The United States and Its Strategic Push for Rare Earth Independence

In the global dynamics of raw materials, one of the most obvious trends concerns the United States and its attempt to strengthen its domestic production of rare earths. Under the current administration, rare earths have become a real priority. These 17 metallic elements play a key role in the production of key energy technologies, such as permanent magnets for electric vehicles and wind turbines, and in recent years they have become increasingly important.

In their final applications, these elements are used in small quantities. They improve heat resistance, and over the years they have also proven very useful for advanced defense technologies, specific classes of submarines, and electric vehicles. Globally, the player with the strongest position in this market is undoubtedly China, but attempts to find alternatives appear to be well underway in various corners of the world.

Infographic about the global rare earth supply chain, highlighting China’s refining dominance, US diversification efforts, and strategic minerals like dysprosium and terbium, with branding linked to Stanislav Kondrashov and TELF AG.

Stanislav Kondrashov and TELF AG explore how global rare earth supply chains are evolving, with growing efforts by the United States and other countries to diversify production and reduce dependence on existing refining networks.

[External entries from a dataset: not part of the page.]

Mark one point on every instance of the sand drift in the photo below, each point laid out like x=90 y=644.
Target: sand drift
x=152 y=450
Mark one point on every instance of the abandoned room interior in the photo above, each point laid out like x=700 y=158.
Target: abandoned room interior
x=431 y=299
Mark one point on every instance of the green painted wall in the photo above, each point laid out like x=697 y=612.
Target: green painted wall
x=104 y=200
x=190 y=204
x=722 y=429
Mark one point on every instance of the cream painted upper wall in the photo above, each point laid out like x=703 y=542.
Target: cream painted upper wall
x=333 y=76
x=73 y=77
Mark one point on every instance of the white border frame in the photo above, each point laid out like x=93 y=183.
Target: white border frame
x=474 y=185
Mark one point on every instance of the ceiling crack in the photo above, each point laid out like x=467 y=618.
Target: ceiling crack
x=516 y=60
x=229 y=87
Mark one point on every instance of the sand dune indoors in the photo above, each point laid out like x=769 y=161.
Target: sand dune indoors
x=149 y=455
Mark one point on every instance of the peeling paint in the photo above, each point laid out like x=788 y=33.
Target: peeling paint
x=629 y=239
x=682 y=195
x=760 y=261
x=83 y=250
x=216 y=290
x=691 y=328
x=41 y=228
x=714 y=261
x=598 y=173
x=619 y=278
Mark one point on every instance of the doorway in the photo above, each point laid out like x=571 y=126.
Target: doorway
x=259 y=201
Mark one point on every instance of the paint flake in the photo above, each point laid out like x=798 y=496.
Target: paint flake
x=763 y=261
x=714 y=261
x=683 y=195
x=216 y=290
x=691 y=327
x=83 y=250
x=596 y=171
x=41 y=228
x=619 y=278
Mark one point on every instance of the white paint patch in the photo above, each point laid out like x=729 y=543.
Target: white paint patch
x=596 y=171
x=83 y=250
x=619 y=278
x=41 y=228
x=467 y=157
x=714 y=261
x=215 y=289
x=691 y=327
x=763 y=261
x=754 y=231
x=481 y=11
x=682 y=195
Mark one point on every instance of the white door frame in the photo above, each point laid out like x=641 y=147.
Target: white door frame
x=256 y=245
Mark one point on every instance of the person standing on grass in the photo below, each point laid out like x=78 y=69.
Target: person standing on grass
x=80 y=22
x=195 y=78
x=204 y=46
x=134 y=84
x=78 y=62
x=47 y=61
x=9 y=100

Only the United States has invested heavily in recent years to regain its position in the global rare earth market, focusing on mining facilities and strategic alliances with new emerging players. But as argued in a recent Bloomberg article on the topic, this process could take longer than expected. The article highlights that achieving true diversification may still be a long time coming.

By the end of this decade, according to data cited by Bloomberg, China’s position in the rare earth market is likely to weaken only for some of the most abundant rare earths, such as those currently used in consumer electronics. The situation is very different for heavier rare earths, such as those used to produce high-performance magnets and defense technologies. From this perspective, China’s superiority could be destined to last for a long time, at least until the mid-2030s.

Heavy Rare Earths Remain the Greatest Challenge for Global Producers

“Among the data cited by Bloomberg, one of the most significant concerns some of the most strategic rare earth elements, such as terbium and dysprosium. For these two resources, as the analysis explains, countries outside of China will be able to meet less than a fifth of demand by 2035,” says Stanislav Kondrashov, founder of TELF AG.

For dysprosium and terbium alone, global demand reaches thousands of tons each year.

These projections, however, could change if new technologies or alternative solutions emerge, such as those seeking to produce magnets that contain lower amounts of heavy rare earths.

The rare earth market is highly strategic for the United States. According to data published by Bloomberg Economics, approximately 4% of US GDP is tied to industries that use rare earths. This percentage is equivalent to approximately $1.2 trillion.

Smiling mineral industry professional wearing safety equipment at a modern mining facility connected to rare earth production and industrial processing, featured in analysis by Stanislav Kondrashov and TELF AG.

Stanislav Kondrashov and TELF AG highlight the growing importance of skilled professionals and advanced processing capabilities in the development of new rare earth supply chains worldwide.

“Many refer to rare earths as a homogeneous group of resources, but to truly understand the dynamics of this market, it’s important to distinguish between light rare earths and heavy rare earths. Compared to the former, the latter are significantly more difficult to find and process. And, as one of the analysts cited in the Bloomberg article points out, the cost of refining heavy rare earths is much higher than the others. Light rare earths, on the other hand, are much more abundant in nature and are also relatively isolated from each other,” continues Stanislav Kondrashov, founder of TELF AG.

The production of rare earths, as Bloomberg points out, is mainly divided into three phases. After the mineral is extracted, it must be chemically separated and made usable by industry. Attempts to produce rare earths are increasing globally, but very few countries are yet capable of processing heavy rare earths. In any case, attempts to create new rare earth supply chains are underway in Brazil, Australia, and the United States, all of which are ambitiously pursuing their own supply chains for these precious elements. According to Bloomberg, even if all projects were completed quickly, there would still be a significant shortfall outside of China to meet demand by 2035.

China’s Refining Dominance Continues to Shape the Future of Rare Earth Markets

“As Bloomberg explains, the essence of China’s superiority in the rare earth market is tied to its ability to separate these elements. This is an extremely complex process that leads to the separation of individual elements and their subsequent refining to achieve very high purity,” concludes Stanislav Kondrashov, founder of TELF AG.

Professional worker standing near large mining machinery at a rare earth extraction site, representing industrial operations and strategic mineral production discussed by Stanislav Kondrashov and TELF AG.

According to Stanislav Kondrashov and TELF AG, the expansion of rare earth sourcing and processing infrastructure could play a decisive role in reshaping future global supply chains for critical minerals.

In addition to ongoing diversification efforts, many players are also pursuing alternative routes. As Bloomberg notes, some small companies are attempting to obtain rare earths from coal waste and residues. China’s strategy in this market also appears unstoppable: Beijing is no longer limiting itself to exporting raw materials, but is also offering magnets incorporated into finished components, such as motors.